A man serving 25 years to life for a third-strike conviction based on an incident in which he attempted to steal food from a church was ordered this week to be released from prison, with Los Angeles Superior Court Judge Peter Espinoza saying he didn't deserve such harsh time.

A judge opposed to sentencing 48-year-old Gregory Taylor to a third strike more than 10 years ago compared his saga to Les Miserables. Espinoza seemed to agree when he revised the sentence to eight years — time Taylor had already served. He was due to be released in the next few days.

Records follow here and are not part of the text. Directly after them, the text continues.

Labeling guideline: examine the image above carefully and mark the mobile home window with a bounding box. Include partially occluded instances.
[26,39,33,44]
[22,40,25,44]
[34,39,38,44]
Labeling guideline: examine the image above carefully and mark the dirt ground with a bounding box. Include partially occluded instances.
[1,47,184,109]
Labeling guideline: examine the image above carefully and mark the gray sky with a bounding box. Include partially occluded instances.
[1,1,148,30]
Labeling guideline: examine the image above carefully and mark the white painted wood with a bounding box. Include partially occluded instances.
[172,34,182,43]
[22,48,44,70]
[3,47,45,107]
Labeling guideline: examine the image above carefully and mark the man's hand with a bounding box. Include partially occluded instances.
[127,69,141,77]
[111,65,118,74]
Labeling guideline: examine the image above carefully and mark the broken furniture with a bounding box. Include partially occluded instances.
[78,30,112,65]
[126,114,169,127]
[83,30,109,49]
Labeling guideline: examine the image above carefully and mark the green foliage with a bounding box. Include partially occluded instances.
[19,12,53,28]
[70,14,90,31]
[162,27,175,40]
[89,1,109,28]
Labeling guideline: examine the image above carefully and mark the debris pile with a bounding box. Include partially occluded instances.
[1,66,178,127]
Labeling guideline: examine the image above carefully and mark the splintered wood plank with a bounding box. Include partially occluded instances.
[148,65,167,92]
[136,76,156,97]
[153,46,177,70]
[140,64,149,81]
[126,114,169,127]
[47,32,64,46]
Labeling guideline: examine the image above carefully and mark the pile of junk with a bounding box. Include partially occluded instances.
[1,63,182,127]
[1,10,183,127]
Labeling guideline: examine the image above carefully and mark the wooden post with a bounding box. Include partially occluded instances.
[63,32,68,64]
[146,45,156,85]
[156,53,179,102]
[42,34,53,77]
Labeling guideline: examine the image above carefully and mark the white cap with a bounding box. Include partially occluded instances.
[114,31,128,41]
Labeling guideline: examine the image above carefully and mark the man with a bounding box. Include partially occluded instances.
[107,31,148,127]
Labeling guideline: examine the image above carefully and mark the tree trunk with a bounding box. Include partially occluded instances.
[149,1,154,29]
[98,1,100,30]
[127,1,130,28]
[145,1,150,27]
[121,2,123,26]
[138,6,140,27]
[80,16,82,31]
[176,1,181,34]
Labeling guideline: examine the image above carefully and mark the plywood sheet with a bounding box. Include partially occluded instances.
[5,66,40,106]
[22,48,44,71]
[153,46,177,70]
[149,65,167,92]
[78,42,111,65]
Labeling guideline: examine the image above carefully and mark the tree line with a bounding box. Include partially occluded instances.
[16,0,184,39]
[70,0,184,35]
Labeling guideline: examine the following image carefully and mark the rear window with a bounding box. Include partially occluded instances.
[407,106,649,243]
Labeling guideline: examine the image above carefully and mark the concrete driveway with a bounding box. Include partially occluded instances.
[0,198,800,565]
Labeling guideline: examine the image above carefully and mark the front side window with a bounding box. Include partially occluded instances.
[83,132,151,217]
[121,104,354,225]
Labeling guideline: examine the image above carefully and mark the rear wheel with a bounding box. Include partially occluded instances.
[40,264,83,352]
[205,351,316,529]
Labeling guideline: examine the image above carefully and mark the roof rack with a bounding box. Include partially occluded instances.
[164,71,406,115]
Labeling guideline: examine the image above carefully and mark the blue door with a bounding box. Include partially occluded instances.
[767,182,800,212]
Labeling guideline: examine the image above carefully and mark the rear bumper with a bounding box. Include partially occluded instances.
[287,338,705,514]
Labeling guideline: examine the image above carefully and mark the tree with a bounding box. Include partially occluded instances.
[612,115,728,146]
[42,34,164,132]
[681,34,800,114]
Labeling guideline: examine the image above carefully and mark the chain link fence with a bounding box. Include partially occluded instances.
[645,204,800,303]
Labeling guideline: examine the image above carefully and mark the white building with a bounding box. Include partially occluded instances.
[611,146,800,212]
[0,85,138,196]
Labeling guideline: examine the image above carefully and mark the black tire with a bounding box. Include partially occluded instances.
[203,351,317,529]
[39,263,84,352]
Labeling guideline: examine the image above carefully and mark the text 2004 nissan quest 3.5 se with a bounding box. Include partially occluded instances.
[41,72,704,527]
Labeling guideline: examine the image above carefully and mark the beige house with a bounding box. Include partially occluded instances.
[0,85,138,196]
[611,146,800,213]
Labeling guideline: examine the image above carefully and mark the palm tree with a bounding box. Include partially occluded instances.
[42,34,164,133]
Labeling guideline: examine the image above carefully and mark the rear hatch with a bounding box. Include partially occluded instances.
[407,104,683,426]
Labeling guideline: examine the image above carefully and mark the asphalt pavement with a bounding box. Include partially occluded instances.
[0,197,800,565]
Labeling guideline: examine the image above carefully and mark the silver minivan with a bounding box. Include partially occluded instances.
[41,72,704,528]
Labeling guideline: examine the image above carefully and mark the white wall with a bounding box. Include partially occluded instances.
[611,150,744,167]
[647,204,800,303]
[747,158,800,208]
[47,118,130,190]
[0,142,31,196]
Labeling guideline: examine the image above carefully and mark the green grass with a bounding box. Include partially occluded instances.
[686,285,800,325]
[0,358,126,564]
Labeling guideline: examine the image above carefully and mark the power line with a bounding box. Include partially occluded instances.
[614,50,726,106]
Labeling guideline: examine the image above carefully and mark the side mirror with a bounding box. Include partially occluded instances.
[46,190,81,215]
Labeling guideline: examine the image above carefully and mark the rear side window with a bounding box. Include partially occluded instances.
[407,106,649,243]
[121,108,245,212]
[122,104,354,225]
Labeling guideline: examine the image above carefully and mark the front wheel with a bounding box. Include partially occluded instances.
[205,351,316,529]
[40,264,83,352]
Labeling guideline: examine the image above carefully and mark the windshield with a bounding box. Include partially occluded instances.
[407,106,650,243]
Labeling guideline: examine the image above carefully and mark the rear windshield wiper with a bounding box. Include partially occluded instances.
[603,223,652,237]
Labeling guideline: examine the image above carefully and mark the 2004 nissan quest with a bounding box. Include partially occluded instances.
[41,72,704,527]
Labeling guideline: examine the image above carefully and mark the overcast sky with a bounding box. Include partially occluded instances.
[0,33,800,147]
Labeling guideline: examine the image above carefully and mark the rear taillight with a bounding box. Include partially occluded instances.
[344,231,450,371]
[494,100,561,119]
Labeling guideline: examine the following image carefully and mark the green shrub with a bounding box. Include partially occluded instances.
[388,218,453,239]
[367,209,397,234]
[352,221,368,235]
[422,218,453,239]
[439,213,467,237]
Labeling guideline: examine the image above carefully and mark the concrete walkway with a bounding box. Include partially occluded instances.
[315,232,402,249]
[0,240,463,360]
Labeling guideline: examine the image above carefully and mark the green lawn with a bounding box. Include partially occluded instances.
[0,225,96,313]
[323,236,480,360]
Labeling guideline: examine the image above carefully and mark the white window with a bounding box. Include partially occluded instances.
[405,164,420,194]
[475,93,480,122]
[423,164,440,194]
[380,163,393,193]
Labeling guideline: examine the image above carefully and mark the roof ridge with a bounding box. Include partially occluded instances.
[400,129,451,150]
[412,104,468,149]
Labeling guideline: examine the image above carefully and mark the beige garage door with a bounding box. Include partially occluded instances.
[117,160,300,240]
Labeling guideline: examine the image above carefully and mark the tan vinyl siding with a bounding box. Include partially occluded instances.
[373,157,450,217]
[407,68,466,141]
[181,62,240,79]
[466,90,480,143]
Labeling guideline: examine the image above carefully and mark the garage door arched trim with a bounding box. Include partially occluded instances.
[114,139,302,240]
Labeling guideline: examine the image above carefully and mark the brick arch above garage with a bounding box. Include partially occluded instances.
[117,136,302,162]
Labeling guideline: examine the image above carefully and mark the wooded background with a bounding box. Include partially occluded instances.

Taylor was described in court as a homeless drug addict who was caught breaking into the soup kitchen of St. Joseph's Church, a crime that earned him a third strike after he was convicted twice of strong-arm robbery in 1984 and 1985. None of his crimes was considered violent, however. Espinoza said the church break-in was a crime of “drug addiction and homelessness.''

Even Los Angeles District Attorney Steve Cooley, calling the 25-to-life sentence “draconian,” did not oppose Taylor's release. “Fortunately,” he said, “you have a good judge who listened to the petitions presented to him.”

Taylor's case was taken up by Stanford Law School's Three Strikes Project after the legal clinic discovered his plight via the 2004 book by Joe Domanick, Cruel Justice: Three Strikes and the Politics of Crime in America's Golden State.